FDA Efforts Making a Difference
At the Annual Meeting in June, ASCO hosted a news briefing providing an update on the drug shortage crisis. Discussants, including Link, Schilsky, and the Deputy Director of the FDA's Office of New Drugs, RADM Sandra Kweder, MD, agreed that efforts like the President's Executive Order 13588, “Reducing Prescription Drug Shortages” (bit.ly/WhiteHouse-ExecOrder13588), effective last October, have lessened the number and frequency of generic prescription drug shortages—particularly of sterile injectables, including doxorubicin, leucovorin, cisplatin, paclitaxel, etoposide, dexamethasone, cytarabine, bleomycin, fluorouracil, vinblastine, and vincristine—standard to much of oncology care (OT, 8/10/11 issue).
Kweder noted that more than 150 shortages were prevented in 2011, and 50 shortages had been prevented in 2012 (as of early June), because of the order's voluntary call for—which the new PDUFA law now requires—manufacturers to provide earlier notice of production problems that could lead to shortages.
“Early notification by manufacturers of when they are having production difficulties makes a huge difference in our ability to prevent the public from bearing the burden of drug shortages,” she said. “FDA is committed to working with industry to quickly resolve any quality or manufacturing problems that arise to ensure continued patient access to vital safe and effective medicines.”
Earlier this year, the FDA helped avert a Doxil shortage by temporarily allowing the import of a foreign substitute, and the agency helped expedite review and approval of a new preservative-free form of methotrexate, when manufacturing concerns threatened adequate stores (OT, 3/25/12). The agency has also issued a draft guidance, outlining specifically to manufacturers how to report potential shortages or disruptions to production of needed drugs.
“The FDA's really been on the front lines in managing and trying to prevent and mediate the drug shortage, and they've been doing a great job using available resources and authorities,” Schilsky said.
Complex Problems in Generic Drug Manufacturing
But despite the strides made, Kweder and the ASCO representatives at the news briefing agreed, there are still complex problems to solve in the generic drug manufacturing space.

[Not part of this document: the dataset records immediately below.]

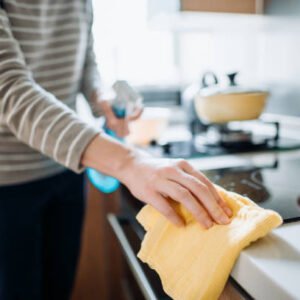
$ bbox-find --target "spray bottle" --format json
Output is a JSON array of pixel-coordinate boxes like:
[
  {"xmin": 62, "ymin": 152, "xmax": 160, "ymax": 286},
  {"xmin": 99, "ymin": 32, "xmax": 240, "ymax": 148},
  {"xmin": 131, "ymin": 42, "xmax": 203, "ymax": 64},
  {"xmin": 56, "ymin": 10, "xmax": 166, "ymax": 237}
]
[{"xmin": 86, "ymin": 80, "xmax": 142, "ymax": 194}]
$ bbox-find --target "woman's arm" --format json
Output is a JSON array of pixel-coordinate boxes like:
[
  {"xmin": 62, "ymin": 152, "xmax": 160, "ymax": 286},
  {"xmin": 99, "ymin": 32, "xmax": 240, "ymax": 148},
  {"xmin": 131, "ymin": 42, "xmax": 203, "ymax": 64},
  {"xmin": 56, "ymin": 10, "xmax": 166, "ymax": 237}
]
[
  {"xmin": 0, "ymin": 9, "xmax": 99, "ymax": 172},
  {"xmin": 82, "ymin": 134, "xmax": 231, "ymax": 228}
]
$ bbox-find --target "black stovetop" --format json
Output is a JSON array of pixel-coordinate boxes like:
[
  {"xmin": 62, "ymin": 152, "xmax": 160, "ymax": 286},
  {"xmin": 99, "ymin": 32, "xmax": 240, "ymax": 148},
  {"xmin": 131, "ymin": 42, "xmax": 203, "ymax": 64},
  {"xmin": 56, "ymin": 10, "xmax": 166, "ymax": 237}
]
[{"xmin": 204, "ymin": 157, "xmax": 300, "ymax": 222}]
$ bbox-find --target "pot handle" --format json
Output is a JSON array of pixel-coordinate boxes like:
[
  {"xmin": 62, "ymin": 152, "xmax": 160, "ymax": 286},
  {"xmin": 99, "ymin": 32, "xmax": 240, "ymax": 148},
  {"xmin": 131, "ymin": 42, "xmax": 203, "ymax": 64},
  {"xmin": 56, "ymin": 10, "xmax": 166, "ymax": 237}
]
[
  {"xmin": 227, "ymin": 72, "xmax": 238, "ymax": 86},
  {"xmin": 202, "ymin": 72, "xmax": 219, "ymax": 88}
]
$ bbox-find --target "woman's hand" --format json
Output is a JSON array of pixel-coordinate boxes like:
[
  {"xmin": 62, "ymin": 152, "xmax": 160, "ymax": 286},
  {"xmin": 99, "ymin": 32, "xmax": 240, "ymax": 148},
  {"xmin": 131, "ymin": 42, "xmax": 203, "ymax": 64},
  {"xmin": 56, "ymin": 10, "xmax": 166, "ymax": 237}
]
[
  {"xmin": 119, "ymin": 156, "xmax": 232, "ymax": 228},
  {"xmin": 82, "ymin": 133, "xmax": 232, "ymax": 228},
  {"xmin": 99, "ymin": 100, "xmax": 143, "ymax": 138}
]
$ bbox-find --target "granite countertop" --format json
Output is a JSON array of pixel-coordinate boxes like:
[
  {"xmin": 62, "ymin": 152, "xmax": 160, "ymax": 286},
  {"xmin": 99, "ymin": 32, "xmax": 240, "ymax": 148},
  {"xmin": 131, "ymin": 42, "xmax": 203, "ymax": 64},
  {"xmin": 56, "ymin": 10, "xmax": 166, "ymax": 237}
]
[{"xmin": 190, "ymin": 150, "xmax": 300, "ymax": 300}]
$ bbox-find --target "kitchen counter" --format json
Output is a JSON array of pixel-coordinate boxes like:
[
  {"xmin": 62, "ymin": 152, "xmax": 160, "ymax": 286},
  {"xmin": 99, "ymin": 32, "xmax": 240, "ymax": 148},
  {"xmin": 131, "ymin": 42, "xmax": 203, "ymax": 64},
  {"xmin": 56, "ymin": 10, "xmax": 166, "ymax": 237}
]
[{"xmin": 190, "ymin": 151, "xmax": 300, "ymax": 300}]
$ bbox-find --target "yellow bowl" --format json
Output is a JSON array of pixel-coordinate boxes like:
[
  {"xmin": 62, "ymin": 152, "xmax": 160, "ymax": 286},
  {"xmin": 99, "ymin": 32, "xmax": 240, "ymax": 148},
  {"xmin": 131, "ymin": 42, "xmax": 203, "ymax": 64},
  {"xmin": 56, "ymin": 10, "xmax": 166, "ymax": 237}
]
[{"xmin": 195, "ymin": 92, "xmax": 269, "ymax": 124}]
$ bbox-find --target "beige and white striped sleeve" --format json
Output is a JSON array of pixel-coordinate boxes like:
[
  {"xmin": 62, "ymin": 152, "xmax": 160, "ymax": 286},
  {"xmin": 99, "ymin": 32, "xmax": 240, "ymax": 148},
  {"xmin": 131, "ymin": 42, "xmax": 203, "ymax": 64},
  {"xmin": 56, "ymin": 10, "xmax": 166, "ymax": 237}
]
[
  {"xmin": 81, "ymin": 0, "xmax": 102, "ymax": 116},
  {"xmin": 0, "ymin": 9, "xmax": 99, "ymax": 172}
]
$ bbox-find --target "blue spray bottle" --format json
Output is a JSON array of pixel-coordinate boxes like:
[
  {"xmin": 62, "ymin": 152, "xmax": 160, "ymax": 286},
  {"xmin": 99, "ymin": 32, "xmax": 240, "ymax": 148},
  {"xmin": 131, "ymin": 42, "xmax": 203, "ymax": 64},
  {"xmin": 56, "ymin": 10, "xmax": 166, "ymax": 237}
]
[{"xmin": 86, "ymin": 80, "xmax": 142, "ymax": 194}]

“Long-term availability of these vital medicines remains uncertain,” Link said. “We are seeking long-term solutions to make sure that the shortages are no longer a threat to patient care.”
One problem, Schilsky explained in the interview, is that a small number of generic drug manufacturers produce the majority of the generic drugs. The general feeling is that the business model for generic drugs and the reimbursement constraints imposed by law really don't allow the generic drug pricing to respond to laws of supply and demand in the predicted way.
“When they run into a problem and have to make a decision about making a big investment to solve the problem for generic oncology drugs—which is going to be a very small part overall of their market space—they have to make the decision: Is it worth it to make that investment, or should we just shut down the production of that drug and focus on the drugs that are easier to make and have a bigger market?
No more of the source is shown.